On a cold, wet morning during the last week of the year, I am dreaming of the sea. Our travel plans are limited again due to the latest wave of Covid, but music carries me to the coast and I can almost taste the salt...
Above: "Lá Róúil" by the Irish folk duo Zoë Conway and John Mc Intyre, Irish fiddle/bouzouki player Éamon Doorley, and Scottish singer/songwriter Julie Fowlis. The song -- about new days, fresh starts, grief lifted and hope renewed -- was released as a single last year, and will appear on a forthcoming album inspired by Gaelic poetry of Ireland and Scotland.
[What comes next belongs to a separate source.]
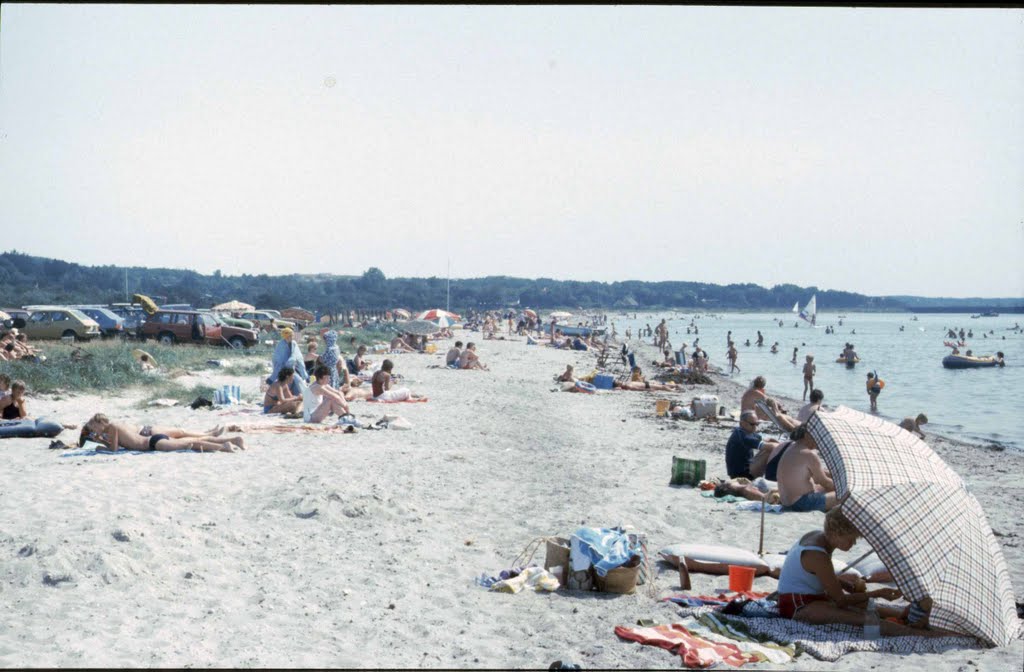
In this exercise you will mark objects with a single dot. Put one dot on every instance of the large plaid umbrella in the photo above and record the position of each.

Below: "Òran an Ròin (The Song of the Seal)" sung by Julie Fowlis, from the Outer Hebrides, backed up by Pepín de Muñalén, Barry Kerr and Rubén Bada. "It's a traditional Gaelic song," she says, "from the voice of the seal people or selkies -- creatures who were said to shed their seal skin and take on the human form at certain times of the year. Creatures who moved between the parallel worlds of sea and land, but never truly belonging to either. I learned this from the singing of the Rev William Matheson of North Uist/Edinburgh."
Above: "The Song of the Seals" performed by Scottish folksinger Jean Redpath (1937-2014), from her 1978 album of the same name. The song, composed in the early 20th century by Harold Boulton & Granville Bantock, is said to have been inspired by a Hebridean chant used to charm seals (and the selkie folk).
Below: "The Great Selkie of Sule Skerry" (Child Ballad #113), a classic Orcadian song of the seal people performed by the great English folk & jazz singer June Tabor. The song appeared on her solo album Ashore (2011).
Above: "The Mermaid" (Child Ballad #289) performed by Welsh folksinger Julie Murphy for The Mark Radcliffe Folk Sessions (BBC Radio 2, 2015). You'll find a recording of the song on her album Every Bird That Flies (2016).
Below: "Port na bPúcai" performed by Irish folksinger Muireann Nic Amhlaoibh, with Billy Mag Fhloinn. This traditional song from the Blasket Islands of Co. Kerry tells the story of a woman "from across the waves" who has been stolen away by the fairies, never to return.
One more, below: "Fear a' Bhàta (The Boatman)," a Scots Gaelic song from the late 18th century, recorded by Irish folksinger Niamh Parsons. It was written by Sìne NicFhionnlaigh, from the Isle of Lewis, about her passion for a fisherman from Uig. It's a tragic song about love betrayed...but in real life all ended happily and NicFhionnlaigh married her boatman.
Pictures: The seal-hound and me on the south Devon coast this autumn.